By CBS4 Medical Editor Dr. Dave Hnida

(CBS4) – When President Donald Trump announced this week that he is taking the drug hydroxychloroquine, it reignited the debate over the whether the medication has a place in the everyday prevention and treatment of coronavirus. The answer to that remains unknown, but like dozens of other treatments, it continues to be studied.

There is research going on today at more than 40 medical centers across the country to see if hydroxychloroquine is a safe and effective treatment in seriously ill patients.  There is also a study going on in New York where medical professionals who have high rates of exposure to COVID-19 patients are taking the drug to see if it can prevent them from catching the virus.

The conclusion to this point: it is not proven to be an effective treatment, and its effectiveness as a prevention is unknown. In other words, it’s not yet a “game changer.”

Yet as you’ve heard, one of the biggest issues with hydroxychloroquine is its safety, especially when it comes to the heart, triggering life threatening irregular heart rhythms in some people. Therefore, you just can’t prescribe this medication like a couple of Tylenols.

Which is why the FDA gave emergency authorization on April 24 for use of hydroxychloroquine in only a hospital setting, or in an official clinical trial.

So that’s the science. And that’s the hope. You have a serious pandemic, no vaccine, so you study as many options as possible and hope to find treatments that are both safe and effective without causing harm.

As for claims and assumptions, we don’t prescribe this or any drug based on thinking such as:

We’ve heard good things about it.

Or we’ve heard many, many people are taking it.

Or even a lot of doctors take this.

And finally, it’s been around for a long time so it’s not going to hurt anyone.
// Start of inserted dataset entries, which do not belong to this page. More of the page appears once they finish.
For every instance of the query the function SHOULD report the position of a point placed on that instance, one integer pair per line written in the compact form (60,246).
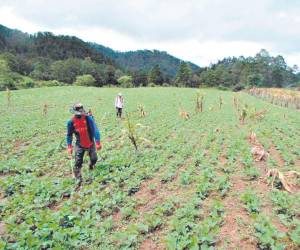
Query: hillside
(47,45)
(195,183)
(145,60)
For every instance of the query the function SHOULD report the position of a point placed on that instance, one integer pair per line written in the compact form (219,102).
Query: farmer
(86,133)
(119,103)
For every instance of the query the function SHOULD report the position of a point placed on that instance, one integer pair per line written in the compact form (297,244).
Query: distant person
(82,124)
(119,104)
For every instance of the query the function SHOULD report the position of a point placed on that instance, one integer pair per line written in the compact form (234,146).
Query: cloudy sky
(201,31)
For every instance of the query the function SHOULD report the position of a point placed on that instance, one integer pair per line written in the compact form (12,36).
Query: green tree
(155,75)
(125,81)
(184,75)
(255,79)
(85,80)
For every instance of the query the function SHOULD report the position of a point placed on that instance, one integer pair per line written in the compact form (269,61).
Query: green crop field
(197,183)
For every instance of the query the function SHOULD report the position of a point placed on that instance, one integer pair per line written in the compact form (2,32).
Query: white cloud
(201,31)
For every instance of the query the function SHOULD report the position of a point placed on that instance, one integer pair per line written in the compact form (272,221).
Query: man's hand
(98,145)
(70,149)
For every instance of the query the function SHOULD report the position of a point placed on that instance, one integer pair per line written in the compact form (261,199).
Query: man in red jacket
(86,133)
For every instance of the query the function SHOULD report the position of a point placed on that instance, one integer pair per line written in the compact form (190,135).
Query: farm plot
(211,170)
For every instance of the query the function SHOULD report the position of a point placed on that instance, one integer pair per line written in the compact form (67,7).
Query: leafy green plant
(268,236)
(251,201)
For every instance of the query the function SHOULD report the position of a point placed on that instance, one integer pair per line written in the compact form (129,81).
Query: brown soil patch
(117,216)
(262,188)
(2,228)
(235,233)
(276,155)
(149,244)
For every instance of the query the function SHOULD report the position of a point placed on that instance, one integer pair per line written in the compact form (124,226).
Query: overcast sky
(201,31)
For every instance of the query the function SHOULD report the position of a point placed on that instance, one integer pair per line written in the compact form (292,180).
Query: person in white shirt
(119,104)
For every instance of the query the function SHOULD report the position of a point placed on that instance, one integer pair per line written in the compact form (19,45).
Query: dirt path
(235,232)
(262,188)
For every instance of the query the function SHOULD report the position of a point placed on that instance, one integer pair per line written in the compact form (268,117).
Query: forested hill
(47,45)
(145,60)
(44,59)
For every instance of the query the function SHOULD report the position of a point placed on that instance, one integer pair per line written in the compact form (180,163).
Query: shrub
(125,81)
(85,80)
(151,84)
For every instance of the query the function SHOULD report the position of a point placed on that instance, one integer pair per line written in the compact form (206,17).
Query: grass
(183,205)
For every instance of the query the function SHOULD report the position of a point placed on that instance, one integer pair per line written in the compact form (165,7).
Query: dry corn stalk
(220,101)
(199,103)
(259,115)
(259,153)
(235,103)
(275,173)
(45,109)
(243,115)
(252,138)
(141,110)
(183,114)
(131,132)
(8,96)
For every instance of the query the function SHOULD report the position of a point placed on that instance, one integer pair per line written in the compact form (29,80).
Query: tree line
(46,59)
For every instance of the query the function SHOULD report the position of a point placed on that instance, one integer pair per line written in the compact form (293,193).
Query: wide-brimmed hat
(77,109)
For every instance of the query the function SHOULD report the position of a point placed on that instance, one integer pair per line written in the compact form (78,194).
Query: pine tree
(184,75)
(156,76)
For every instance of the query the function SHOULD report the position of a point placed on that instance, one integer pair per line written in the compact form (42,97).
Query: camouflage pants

Back to the science for a second on this one. When it comes to hydroxychloroquine, the Physician’s Drug Reference lists more than 90 possible side effects. Not all common, not all serious. But enough concern that people with autoimmune diseases such as Lupus or Rheumatoid arthritis who take hydroxychloroquine are monitored with blood tests and eye exams.

And while the use of any medication is a joint decision between patient and doctor, especially since ALL medications have side effects, this announcement does not give a scientific green light for America to be asking for hydroxychloroquine for treatment or prevention.

As for the reason for this blog a day after the news, I was looking to see how many patients would ask me for hydroxychloroquine today. The answer: five.  Not a scientific study, but a simple observation on how some people react to what they hear.